El abogado de Robert entró a la sala llevando muchos papeles en las manos, y sudando de miedo por cualquier error que pudiera cometer.
—Voy a necesitar el apellido del chico, señor, y sus datos.
—Colin, ¿cómo es tu nombre completo? —preguntó Robert, amablemente.
—No lo sé —respondió Colin algo nervioso—. Lamentablemente, nunca supe eso en realidad.
Robert se acercó a Colin y lo consoló ofreciéndole los mismos dulces que le había comprado el día anterior.
—No tienes que preocuparte por eso, sólo cuéntale a James lo que sepas de ti y él se va a encargar de todo. Ten paciencia porque eres más inteligente que él y deberás evitar que cometa algún error cuando anote todo —dijo Robert sin saber por qué seguía confiando en su abogado.
—No entiendo. ¿Qué está pasando?
—Vas a vivir aquí, te estoy adoptando, amigo.
—¿De verdad?
—Sí, chico, es en serio. Dime si necesitas algo más, que sabes que soy un hombre de palabra —le recordó, guiñándole un ojo—. Ahora debo reunirme con un arquitecto algo estúpido, así que me iré hasta la noche.
Colin miró alrededor y vio todo lo que siempre soñó dentro de una kilométrica casa: televisión, computadoras, libros, consolas de videojuegos, mucha comida, una piscina, un enorme jardín. No podía creer que esto le estuviera pasando, pero decidió aceptar que era real, puesto que había pasado muchas cosas en su vida y era hora de que algo bueno lo compensara.
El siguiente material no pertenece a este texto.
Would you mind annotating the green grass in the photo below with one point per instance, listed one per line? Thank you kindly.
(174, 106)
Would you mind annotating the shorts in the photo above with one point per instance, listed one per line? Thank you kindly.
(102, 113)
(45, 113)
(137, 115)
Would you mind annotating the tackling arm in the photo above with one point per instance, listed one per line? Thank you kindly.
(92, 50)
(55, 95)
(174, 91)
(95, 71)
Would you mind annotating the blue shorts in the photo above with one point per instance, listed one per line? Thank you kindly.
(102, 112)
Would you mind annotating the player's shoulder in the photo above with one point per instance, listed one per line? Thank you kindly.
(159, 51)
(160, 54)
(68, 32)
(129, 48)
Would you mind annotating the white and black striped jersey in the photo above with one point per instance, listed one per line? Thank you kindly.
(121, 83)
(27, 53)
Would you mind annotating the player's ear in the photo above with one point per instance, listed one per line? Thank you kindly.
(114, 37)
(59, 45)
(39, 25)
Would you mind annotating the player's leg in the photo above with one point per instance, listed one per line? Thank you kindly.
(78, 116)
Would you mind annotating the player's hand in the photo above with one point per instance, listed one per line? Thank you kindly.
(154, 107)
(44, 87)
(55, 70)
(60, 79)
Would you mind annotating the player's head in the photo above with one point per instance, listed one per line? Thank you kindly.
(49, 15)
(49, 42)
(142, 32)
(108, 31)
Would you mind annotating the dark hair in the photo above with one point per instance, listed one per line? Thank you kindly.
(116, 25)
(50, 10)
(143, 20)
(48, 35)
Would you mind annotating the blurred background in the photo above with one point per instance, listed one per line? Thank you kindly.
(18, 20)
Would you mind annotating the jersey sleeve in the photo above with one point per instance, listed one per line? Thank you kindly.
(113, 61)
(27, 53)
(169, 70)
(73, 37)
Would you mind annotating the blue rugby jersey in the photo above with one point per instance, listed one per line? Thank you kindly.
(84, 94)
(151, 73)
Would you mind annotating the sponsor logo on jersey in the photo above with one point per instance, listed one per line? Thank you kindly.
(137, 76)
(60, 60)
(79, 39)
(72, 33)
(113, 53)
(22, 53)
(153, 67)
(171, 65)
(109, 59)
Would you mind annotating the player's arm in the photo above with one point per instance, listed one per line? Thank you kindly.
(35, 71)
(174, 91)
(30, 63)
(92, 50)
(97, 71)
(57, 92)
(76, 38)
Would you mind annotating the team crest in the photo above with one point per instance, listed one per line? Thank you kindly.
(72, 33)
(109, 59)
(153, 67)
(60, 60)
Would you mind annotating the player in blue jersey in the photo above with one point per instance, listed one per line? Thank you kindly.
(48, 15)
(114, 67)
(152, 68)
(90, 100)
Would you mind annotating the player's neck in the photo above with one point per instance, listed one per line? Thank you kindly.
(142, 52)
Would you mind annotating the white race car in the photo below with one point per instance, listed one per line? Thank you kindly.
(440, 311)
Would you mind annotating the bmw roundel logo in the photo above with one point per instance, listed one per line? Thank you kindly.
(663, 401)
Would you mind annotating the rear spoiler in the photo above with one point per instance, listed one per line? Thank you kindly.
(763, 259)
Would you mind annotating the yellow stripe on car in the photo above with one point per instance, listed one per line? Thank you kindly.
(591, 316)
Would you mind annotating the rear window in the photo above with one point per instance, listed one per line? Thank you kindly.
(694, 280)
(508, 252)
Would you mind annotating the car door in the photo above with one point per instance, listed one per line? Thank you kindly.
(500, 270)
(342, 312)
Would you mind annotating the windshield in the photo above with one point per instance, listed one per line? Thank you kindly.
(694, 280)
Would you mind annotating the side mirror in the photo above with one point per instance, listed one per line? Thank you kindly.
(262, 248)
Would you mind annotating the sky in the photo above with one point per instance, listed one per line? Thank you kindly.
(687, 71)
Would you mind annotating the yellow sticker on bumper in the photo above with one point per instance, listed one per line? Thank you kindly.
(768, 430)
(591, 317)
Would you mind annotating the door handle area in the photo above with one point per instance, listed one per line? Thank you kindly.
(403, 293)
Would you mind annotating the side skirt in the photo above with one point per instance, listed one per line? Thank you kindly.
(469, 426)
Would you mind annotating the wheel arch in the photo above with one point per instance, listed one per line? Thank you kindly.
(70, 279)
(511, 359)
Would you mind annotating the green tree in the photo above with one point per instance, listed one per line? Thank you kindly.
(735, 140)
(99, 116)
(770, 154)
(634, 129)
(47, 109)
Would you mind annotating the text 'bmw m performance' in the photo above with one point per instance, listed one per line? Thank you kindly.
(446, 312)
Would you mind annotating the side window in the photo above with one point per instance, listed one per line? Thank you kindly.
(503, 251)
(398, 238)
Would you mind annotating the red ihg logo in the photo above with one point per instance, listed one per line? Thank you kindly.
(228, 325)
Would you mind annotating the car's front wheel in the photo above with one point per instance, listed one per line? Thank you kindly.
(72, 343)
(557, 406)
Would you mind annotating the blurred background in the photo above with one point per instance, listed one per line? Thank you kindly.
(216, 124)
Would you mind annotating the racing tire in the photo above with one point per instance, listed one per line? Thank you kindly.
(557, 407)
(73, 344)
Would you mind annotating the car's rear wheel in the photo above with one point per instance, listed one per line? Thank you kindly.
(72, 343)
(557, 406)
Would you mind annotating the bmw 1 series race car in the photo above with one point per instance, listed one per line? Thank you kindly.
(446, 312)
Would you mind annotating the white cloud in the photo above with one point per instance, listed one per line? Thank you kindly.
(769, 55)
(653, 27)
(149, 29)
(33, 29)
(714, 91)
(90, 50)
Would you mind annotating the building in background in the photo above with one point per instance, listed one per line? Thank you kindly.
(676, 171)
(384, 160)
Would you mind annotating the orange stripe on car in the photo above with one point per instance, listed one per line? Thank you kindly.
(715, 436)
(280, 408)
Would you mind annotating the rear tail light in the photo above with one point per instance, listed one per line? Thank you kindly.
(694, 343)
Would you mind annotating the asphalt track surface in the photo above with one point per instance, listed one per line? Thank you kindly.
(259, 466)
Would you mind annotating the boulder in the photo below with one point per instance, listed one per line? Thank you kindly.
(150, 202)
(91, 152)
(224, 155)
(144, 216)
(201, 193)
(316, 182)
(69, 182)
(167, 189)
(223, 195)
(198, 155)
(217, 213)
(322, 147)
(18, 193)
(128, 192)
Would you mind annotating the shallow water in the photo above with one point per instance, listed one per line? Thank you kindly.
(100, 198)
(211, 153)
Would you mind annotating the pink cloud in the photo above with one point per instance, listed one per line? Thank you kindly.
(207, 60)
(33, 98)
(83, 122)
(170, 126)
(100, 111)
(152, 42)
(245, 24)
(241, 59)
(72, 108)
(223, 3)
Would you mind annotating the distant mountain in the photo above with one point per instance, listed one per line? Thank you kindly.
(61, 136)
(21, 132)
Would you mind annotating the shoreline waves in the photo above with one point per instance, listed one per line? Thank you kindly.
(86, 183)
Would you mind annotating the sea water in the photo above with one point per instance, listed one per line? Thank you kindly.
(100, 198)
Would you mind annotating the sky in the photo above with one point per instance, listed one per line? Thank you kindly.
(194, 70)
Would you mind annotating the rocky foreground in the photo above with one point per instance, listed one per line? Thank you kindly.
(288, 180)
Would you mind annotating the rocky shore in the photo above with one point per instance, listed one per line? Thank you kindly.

—Con todo esto creo que hace falta un perro —comentó a modo más de pedido que de observación.
—Cómprale un perro al chico, James —ordenó Robert con gran entusiasmo.
Paradójicamente, para Robert, esta era la mejor inversión que había realizado en toda su vida. Invertiría su tiempo y su dinero en una buena causa y, además, obtendría algo mucho mejor que cualquier satisfacción económica: una familia.
Una familia que surgió de una imperfecta causalidad y humanizó a un hombre de negocios.